2 ± 0.1 mg/kg/d,ym divided in two doses, despite we have tried in 6; one patient presented severe hypotension and the drug was withdrawn. No significant changes were observed in height-for-age Z-score (median at the beginning
of treatment = -2.5 [-4.3 to -2.2]; median at the end = -3.0 [-3.9 to -1.21]; p = 0.8), nor in the weight-for-age Z-score (median at the beginning of treatment = -2.1 [-2.7 to -0.9]; median at the end= -2.7 [-3.8 to -0.3]; p = 0.4). The creatinine clearance showed no statistically significant differences, from median 150 (107-183) to 138 (62-160) (p = 0.18); however, a decrease was observed in four patients, one of whom below Protease Inhibitor Library cell line 90 mL/min/1.73m2BS. In this case, the dose of enalapril was reduced.
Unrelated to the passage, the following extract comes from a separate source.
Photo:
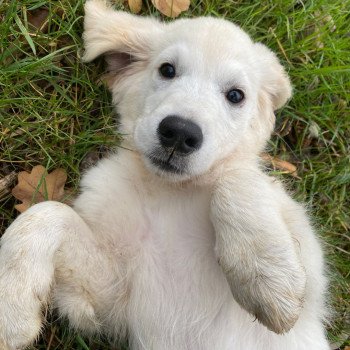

Fig. 1 presents the weight-for-age Z-score, Fig. 2 shows the height-for-age Z-score at the beginning and at the end of the treatment with each drug. Fig. 3 presents the creatinine clearance during the treatment AZD6244 molecular weight with each drug. Seven patients developed microalbuminuria during treatment
with indomethacin; in five patients, the problem resolved when their treatment was converted to celecoxib; however, four patients developed microalbuminuria during the use of celecoxib. Patients with proteinuria had their treatment converted to ACEi, and presented a significant reduction: median was 76.2% (62.8%-80.6%). Table 1 presents the average of serum potassium, sodium, and bicarbonate levels of patients during each drug and the amount of potassium supplementation including data from each six months. No significant differences
were observed in serum potassium, sodium, and bicarbonate levels during the use of the three drugs. No significant differences were observed between the amount of potassium supplementation during the use of indomethacin and celecoxib (p = 0.8). Although no significant differences were detected in the amount of potassium supplementation during indomethacin and ACEi (p = 0.09) and celecoxib and ACEi (p = 0.2), a tendency to supplement a larger amount of potassium during ACEi was observed, as seen in Table 1. In BS, an over activation of renin-angiotensin-aldosterone system (RAAS) and an over production of PGs can be observed. Those findings are Oxymatrine the result of sodium, chloride, and potassium urinary wasting. Therefore, the recommended treatment has been based on potassium supplementation, a PGs inhibitor;7 and 8 spironolactone1 is also an option, but with transient effect, and ACEi has been used in some studies.9 Indomethacin has been long employed in the treatment of these patients. Studies have demonstrated that with indomethacin, spironolactone, and potassium chloride supplementation and, sometimes, sodium chloride supplementation, patients experience improvement in growth speed, weight gain, and metabolic stability.10 However, there are significant GI effects resulting from inhibition of cyclooxygenase (Cox) 1.